![Catalyst](https://raw.githubusercontent.com/catalyst-team/catalyst-pics/master/pics/catalyst_logo.png)

**This notebook aims to:**
1. Show a base pipeline with Catalyst:
    * declarative base structure that is required by the library
    * training
    * inference

2. Create the submission

**Catalyst** is a high-level library(based on Pytorch) that helps to train your neural network models.

It breaks a common training procedure into separate code blocks.

Typically, you just need to declare your model and create simple configuration files. That is it!

From the official site:

>
Catalyst helps you write compact but full-featured DL & RL pipelines in a few lines of code. 

>You get a training loop with metrics, early-stopping, model checkpointing and other features without the boilerplate.

**Features**
> 
> Universal train/inference loop.
> 
> Configuration files for model/data hyperparameters.
> 
> Reproducibility – even source code will be saved.
> 
> Callbacks – reusable train/inference pipeline parts.
> 
> Training stages support.
> 
> Easy customization.

> PyTorch best practices (SWA, AdamW, 1Cycle, FP16 and more).

More info about Catalyst:

https://github.com/catalyst-team/catalyst

Examples:

https://github.com/catalyst-team/catalyst/tree/master/examples

**Install Catalyst**

Typically, you just run `pip install catalyst`. 

But in many competitions on Kaggle you will not be provided with the Internet connection when you will be doing the submission.


To cope with it, there is a Kaggle dataset with the requirements.

More about this dataset: https://www.kaggle.com/lightforever/catalyst

In [None]:
! cp -a /kaggle/input/catalyst/catalyst/catalyst/install.sh /tmp/install.sh && chmod 777 /tmp/install.sh && /tmp/install.sh /kaggle/input/catalyst/catalyst/catalyst

**Explore format of the files which are required by Catalyst**

In [None]:
! ls /kaggle/input/mnistcatalyst

1. __init__.py - import base parts which will be imported by catalyst
2. experiment.py - file that provides the catalyst with the datasets
3. model.py - model declaration.
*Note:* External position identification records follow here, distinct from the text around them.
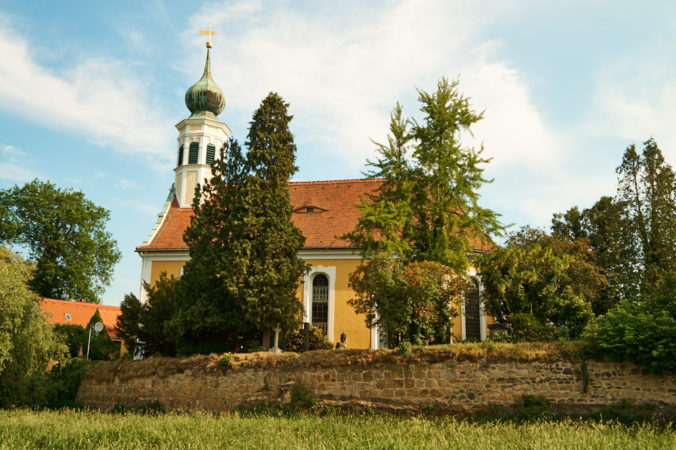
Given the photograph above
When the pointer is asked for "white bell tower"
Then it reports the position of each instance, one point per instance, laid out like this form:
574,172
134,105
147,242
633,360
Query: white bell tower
201,136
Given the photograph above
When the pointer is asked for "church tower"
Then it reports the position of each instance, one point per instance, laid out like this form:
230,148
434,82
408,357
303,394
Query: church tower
200,136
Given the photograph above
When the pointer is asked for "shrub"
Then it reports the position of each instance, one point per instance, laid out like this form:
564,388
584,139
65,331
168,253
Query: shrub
294,340
301,396
63,382
405,349
412,301
526,327
629,333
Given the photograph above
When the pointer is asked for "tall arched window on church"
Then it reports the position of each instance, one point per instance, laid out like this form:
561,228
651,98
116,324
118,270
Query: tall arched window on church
211,153
320,302
194,152
473,312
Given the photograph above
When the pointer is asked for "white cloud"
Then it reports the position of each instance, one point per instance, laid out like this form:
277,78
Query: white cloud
635,99
16,172
342,68
98,98
123,183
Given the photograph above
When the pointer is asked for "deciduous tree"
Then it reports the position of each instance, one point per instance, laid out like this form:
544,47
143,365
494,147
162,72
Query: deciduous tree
428,206
27,342
549,278
412,302
65,236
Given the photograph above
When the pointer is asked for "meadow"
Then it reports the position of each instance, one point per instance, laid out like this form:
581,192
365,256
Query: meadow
22,428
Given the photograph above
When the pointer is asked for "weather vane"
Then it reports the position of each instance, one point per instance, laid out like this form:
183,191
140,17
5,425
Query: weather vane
209,33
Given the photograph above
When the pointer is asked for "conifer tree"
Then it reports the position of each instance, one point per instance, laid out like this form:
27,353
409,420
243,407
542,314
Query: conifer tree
244,271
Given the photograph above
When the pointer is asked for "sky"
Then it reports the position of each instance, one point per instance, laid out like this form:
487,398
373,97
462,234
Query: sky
90,92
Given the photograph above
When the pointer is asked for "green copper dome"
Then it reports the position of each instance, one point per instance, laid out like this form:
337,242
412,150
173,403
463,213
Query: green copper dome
205,98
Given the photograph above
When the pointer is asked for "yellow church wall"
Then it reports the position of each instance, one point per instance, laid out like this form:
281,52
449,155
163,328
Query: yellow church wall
170,267
345,319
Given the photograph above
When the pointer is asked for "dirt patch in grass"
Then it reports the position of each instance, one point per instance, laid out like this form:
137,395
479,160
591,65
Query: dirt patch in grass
214,363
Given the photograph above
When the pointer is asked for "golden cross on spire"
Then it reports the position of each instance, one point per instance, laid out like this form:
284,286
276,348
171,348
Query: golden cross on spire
209,33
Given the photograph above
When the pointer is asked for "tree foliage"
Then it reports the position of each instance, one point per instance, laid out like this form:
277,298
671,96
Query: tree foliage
630,332
65,236
632,236
244,271
146,327
545,276
427,208
606,228
647,186
412,302
27,342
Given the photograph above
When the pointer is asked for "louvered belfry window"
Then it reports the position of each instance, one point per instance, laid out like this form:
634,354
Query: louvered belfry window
211,153
194,152
320,302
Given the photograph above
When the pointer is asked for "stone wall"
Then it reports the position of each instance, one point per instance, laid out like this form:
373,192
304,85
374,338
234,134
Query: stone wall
393,382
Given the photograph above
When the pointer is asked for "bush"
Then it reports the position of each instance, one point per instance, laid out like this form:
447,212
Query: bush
526,327
405,349
629,333
294,340
63,382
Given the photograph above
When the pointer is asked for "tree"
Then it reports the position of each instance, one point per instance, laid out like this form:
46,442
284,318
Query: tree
543,276
607,230
409,302
26,340
129,322
427,208
647,186
244,270
147,326
65,236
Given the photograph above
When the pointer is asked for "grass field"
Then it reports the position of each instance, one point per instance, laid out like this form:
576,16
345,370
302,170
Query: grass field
88,429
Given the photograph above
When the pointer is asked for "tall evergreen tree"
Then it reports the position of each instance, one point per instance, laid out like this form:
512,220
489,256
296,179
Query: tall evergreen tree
647,184
428,209
244,270
273,268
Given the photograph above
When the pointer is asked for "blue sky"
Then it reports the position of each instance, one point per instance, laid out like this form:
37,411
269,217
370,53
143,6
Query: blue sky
90,91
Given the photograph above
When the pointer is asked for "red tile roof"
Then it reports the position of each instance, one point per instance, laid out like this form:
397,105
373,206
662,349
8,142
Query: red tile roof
80,313
335,213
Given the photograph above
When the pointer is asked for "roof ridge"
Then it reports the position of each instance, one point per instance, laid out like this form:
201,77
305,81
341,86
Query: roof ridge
346,180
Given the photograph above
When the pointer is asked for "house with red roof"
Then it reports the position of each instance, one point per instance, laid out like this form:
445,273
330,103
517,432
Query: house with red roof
67,312
322,210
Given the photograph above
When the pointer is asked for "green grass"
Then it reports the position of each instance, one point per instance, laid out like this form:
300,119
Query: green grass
89,429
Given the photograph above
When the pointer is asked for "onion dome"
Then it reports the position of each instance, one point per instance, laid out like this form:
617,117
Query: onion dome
205,98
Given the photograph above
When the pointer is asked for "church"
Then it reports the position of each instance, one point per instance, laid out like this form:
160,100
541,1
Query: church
322,210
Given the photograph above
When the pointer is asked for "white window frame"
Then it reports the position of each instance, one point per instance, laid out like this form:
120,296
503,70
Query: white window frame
482,310
330,273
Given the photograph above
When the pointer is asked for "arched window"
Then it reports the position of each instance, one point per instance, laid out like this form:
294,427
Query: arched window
211,152
320,302
194,152
473,313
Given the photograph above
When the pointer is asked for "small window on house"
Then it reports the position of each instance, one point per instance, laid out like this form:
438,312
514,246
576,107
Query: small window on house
320,302
211,152
194,152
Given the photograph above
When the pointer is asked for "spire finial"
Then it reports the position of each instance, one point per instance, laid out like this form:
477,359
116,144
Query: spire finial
209,33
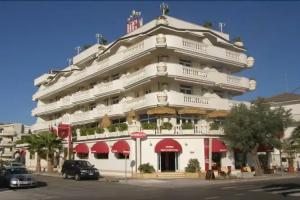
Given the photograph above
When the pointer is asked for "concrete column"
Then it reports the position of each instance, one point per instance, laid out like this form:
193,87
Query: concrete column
210,152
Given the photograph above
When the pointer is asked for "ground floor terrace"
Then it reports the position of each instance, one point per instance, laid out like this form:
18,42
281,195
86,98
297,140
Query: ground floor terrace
122,156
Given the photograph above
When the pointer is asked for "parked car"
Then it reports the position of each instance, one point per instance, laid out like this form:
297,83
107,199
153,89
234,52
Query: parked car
79,169
17,177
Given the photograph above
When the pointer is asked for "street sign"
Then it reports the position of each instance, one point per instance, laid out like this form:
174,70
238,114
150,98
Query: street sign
135,135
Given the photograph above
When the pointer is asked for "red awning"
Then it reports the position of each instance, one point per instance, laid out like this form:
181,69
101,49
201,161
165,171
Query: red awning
218,146
81,148
262,148
168,145
121,146
100,147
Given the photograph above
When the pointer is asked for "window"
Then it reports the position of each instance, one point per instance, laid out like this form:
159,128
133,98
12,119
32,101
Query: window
186,89
83,155
115,76
101,155
115,100
147,91
187,63
121,156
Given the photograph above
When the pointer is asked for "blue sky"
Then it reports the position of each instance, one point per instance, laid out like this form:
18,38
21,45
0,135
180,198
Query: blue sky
37,36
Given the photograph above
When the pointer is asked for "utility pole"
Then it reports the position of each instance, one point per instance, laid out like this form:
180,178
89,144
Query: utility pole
222,25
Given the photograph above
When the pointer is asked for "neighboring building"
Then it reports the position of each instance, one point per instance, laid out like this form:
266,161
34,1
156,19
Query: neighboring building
9,134
288,101
170,74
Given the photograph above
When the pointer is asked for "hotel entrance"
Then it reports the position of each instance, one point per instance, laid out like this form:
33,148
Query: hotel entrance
168,151
168,162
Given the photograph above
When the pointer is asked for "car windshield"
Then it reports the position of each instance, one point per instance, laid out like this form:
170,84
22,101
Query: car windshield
83,163
18,171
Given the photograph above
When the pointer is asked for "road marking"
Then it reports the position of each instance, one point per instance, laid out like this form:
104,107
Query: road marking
239,194
286,191
266,189
294,194
214,197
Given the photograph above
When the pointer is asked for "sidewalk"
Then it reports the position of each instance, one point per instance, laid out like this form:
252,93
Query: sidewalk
184,182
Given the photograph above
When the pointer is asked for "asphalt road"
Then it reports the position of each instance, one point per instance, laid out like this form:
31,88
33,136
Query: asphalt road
57,188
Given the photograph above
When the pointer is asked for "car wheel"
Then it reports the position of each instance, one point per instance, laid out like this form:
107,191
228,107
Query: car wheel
65,176
77,177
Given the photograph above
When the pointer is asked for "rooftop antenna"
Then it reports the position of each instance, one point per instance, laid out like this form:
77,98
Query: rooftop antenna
98,37
222,25
69,61
164,8
78,49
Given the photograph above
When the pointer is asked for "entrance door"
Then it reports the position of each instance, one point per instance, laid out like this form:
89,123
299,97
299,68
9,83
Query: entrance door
168,161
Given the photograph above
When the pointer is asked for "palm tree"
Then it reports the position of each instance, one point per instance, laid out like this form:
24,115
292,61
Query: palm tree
45,145
50,143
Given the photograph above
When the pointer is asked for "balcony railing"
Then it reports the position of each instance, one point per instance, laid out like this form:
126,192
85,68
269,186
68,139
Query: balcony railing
179,43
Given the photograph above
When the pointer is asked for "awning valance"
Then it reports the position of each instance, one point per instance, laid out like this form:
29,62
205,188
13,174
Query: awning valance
218,146
218,114
168,145
161,111
121,146
100,147
191,111
81,148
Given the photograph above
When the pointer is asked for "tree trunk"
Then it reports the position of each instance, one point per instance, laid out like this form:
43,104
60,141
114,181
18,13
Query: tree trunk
254,157
38,163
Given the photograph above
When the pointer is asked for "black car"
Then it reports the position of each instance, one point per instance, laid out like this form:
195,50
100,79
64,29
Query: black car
79,169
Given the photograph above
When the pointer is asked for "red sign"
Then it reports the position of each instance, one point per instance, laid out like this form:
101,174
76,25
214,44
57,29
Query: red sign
135,135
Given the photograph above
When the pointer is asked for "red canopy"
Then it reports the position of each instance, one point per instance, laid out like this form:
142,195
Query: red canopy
218,146
168,145
100,147
81,148
121,146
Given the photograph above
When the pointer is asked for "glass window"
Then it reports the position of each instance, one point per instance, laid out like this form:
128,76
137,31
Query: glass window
115,100
184,62
101,155
186,89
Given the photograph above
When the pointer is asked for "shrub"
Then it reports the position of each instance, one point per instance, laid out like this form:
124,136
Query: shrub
100,130
193,166
215,125
150,125
83,132
122,127
166,125
188,125
146,168
112,128
90,131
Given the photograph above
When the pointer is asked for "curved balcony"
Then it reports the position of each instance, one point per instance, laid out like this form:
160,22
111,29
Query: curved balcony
174,70
173,99
134,52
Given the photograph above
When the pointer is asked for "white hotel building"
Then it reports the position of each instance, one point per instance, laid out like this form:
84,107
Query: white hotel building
168,72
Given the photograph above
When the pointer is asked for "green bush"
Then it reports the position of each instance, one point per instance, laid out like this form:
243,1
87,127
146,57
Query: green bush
149,126
122,127
166,125
193,166
83,132
215,125
188,125
90,131
99,130
146,168
112,128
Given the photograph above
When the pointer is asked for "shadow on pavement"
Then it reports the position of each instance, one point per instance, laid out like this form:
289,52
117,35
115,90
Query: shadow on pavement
284,189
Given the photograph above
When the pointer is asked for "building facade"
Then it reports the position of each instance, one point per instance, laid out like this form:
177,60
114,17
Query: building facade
288,101
151,96
9,134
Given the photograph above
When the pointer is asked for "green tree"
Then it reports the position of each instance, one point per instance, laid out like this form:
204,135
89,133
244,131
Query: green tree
44,144
247,128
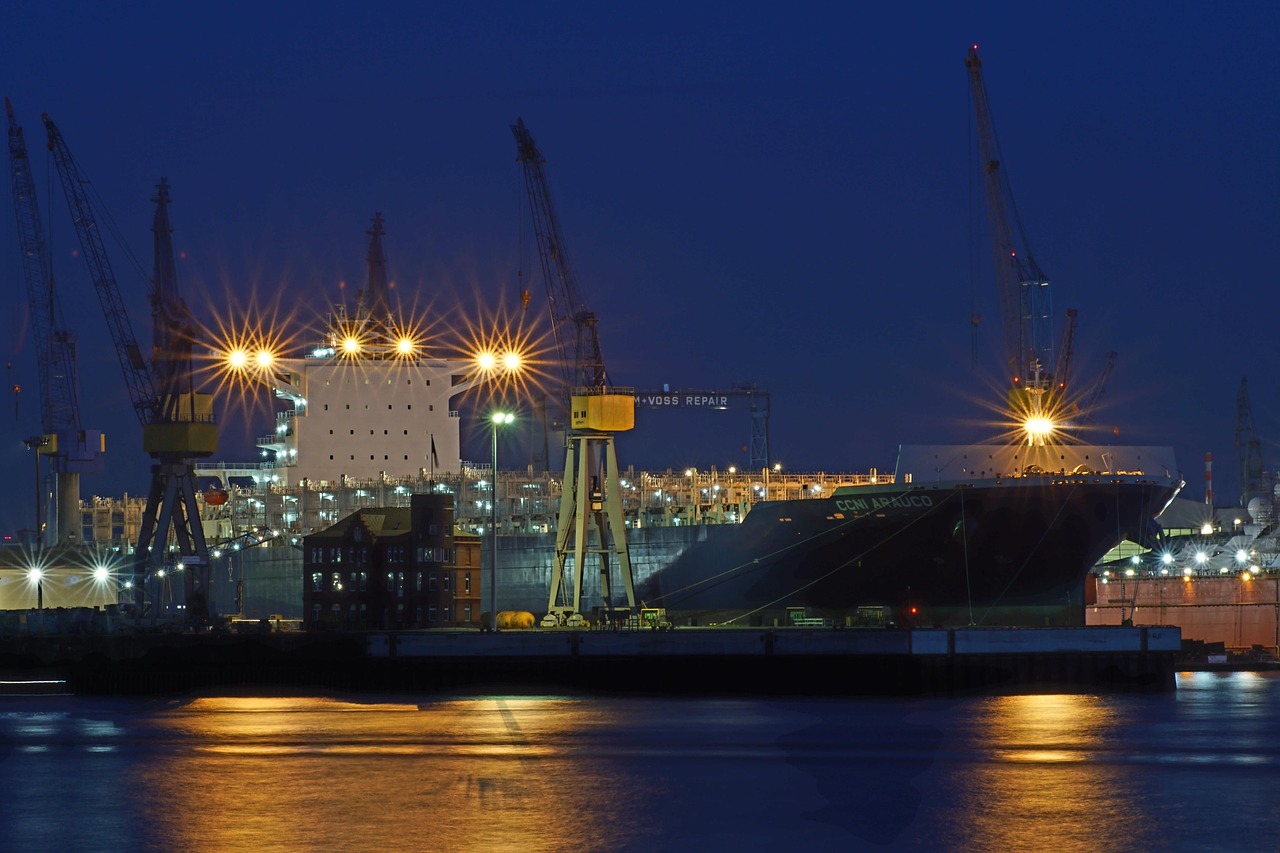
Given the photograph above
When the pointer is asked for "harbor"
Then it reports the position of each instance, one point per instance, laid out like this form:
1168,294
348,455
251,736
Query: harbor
688,661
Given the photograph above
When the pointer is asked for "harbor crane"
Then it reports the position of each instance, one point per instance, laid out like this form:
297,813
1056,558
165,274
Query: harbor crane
177,420
592,501
1255,482
1037,381
71,448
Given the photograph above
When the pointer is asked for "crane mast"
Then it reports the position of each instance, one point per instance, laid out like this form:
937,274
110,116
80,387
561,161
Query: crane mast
137,378
590,515
177,422
1024,290
572,324
72,450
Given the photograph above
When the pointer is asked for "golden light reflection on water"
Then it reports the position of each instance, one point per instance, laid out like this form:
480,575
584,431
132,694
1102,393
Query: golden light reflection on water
287,774
1046,783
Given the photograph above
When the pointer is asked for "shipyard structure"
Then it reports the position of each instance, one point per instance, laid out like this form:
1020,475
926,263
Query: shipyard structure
361,512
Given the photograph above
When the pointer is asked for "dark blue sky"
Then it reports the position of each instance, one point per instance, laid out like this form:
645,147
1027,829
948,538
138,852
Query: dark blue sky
778,196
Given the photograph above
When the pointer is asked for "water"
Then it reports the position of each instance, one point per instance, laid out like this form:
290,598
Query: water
1191,770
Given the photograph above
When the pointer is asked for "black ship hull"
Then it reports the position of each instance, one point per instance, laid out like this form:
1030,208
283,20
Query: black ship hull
979,552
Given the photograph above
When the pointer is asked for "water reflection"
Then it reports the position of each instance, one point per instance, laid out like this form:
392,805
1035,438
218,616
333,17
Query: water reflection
1042,772
324,774
1192,769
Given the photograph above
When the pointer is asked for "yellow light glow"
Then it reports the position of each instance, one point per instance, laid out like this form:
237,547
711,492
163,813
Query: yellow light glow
1038,428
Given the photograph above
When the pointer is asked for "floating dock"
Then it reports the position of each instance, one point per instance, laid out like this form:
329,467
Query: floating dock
716,661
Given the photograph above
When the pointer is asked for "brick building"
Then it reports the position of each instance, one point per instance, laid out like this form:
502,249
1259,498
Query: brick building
393,568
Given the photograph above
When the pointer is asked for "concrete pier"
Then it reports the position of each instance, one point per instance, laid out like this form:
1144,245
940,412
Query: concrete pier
721,661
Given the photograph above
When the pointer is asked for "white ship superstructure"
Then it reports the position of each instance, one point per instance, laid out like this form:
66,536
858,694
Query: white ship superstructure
365,419
368,402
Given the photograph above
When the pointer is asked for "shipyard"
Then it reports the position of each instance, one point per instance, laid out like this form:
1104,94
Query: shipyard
337,529
639,427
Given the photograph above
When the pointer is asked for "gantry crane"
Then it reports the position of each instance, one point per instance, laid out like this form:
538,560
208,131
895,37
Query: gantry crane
177,420
71,448
1248,451
597,410
1036,379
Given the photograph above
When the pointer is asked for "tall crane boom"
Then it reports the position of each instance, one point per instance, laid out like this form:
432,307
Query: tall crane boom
1024,290
72,448
590,514
572,324
55,349
177,420
137,377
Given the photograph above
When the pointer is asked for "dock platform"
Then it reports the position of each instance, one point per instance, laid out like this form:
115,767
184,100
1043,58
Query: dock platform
717,661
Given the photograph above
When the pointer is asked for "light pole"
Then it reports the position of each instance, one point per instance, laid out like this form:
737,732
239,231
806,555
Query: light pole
39,576
693,495
497,419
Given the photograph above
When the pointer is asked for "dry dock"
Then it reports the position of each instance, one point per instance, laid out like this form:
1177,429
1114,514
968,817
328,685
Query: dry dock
790,661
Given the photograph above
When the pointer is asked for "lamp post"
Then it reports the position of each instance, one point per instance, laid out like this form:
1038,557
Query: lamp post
497,419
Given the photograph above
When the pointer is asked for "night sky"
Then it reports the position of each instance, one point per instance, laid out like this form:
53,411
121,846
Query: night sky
782,195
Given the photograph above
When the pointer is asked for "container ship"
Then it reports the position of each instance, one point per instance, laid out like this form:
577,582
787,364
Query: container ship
963,536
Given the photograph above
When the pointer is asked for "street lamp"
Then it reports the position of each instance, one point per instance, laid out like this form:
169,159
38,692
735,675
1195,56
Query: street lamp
37,576
497,419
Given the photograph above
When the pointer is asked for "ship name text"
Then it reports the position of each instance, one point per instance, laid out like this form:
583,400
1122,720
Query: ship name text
865,505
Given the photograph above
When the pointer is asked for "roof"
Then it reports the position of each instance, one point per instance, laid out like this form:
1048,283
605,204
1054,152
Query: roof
380,521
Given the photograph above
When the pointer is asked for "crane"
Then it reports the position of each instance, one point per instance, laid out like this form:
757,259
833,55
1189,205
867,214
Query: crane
72,448
177,420
1036,379
593,492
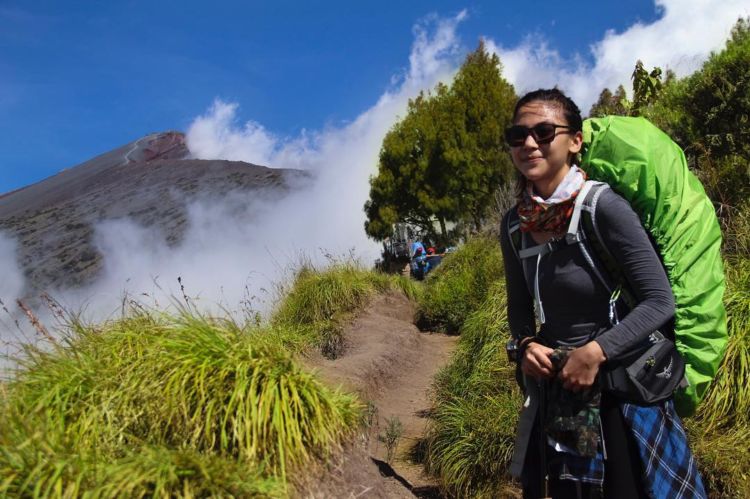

We use a very simple model for this notebook
4. dataset.py - trivial Pytorch dataset for the task
5. train.yml - configuration file for training
6. infer.yml - configuration file for inference

fold.csv - is a task-specific file with 5-Fold spliting. It is used in the dataset

In [None]:
cat /kaggle/input/mnistcatalyst/__init__.py

In [None]:
cat /kaggle/input/mnistcatalyst/experiment.py

In [None]:
cat /kaggle/input/mnistcatalyst/model.py

In [None]:
cat /kaggle/input/mnistcatalyst/dataset.py

In [None]:
cat /kaggle/input/mnistcatalyst/train.yml

In [None]:
cat /kaggle/input/mnistcatalyst/infer.yml

In [None]:
!head /kaggle/input/mnistcatalyst/fold.csv

**Train**

In [None]:
! catalyst-dl run --config /kaggle/input/mnistcatalyst/train.yml --expdir /kaggle/input/mnistcatalyst/

**Infer**

In [None]:
! catalyst-dl run --config /kaggle/input/mnistcatalyst/infer.yml --expdir /kaggle/input/mnistcatalyst/

catalyst has written the predictions into 'infer.logits.npy'

In [None]:
! ls /tmp/log

Let's read the predictions and make a submission

In [None]:
import numpy as np
import pandas as pd

prob = np.load('/tmp/log/infer.logits.npy')
argmax = prob.argmax(axis=1)
pd.DataFrame({
    'ImageId': np.arange(1, len(argmax) + 1),
    'Label': argmax
}).to_csv('submission.csv', index=False)

**Conclusion**

Catalyst helps you to create a new experiment rapidly! 

You just need to include(or write if it does not exist) a new callback.

Or you can change the runner. There are lots of tricks there!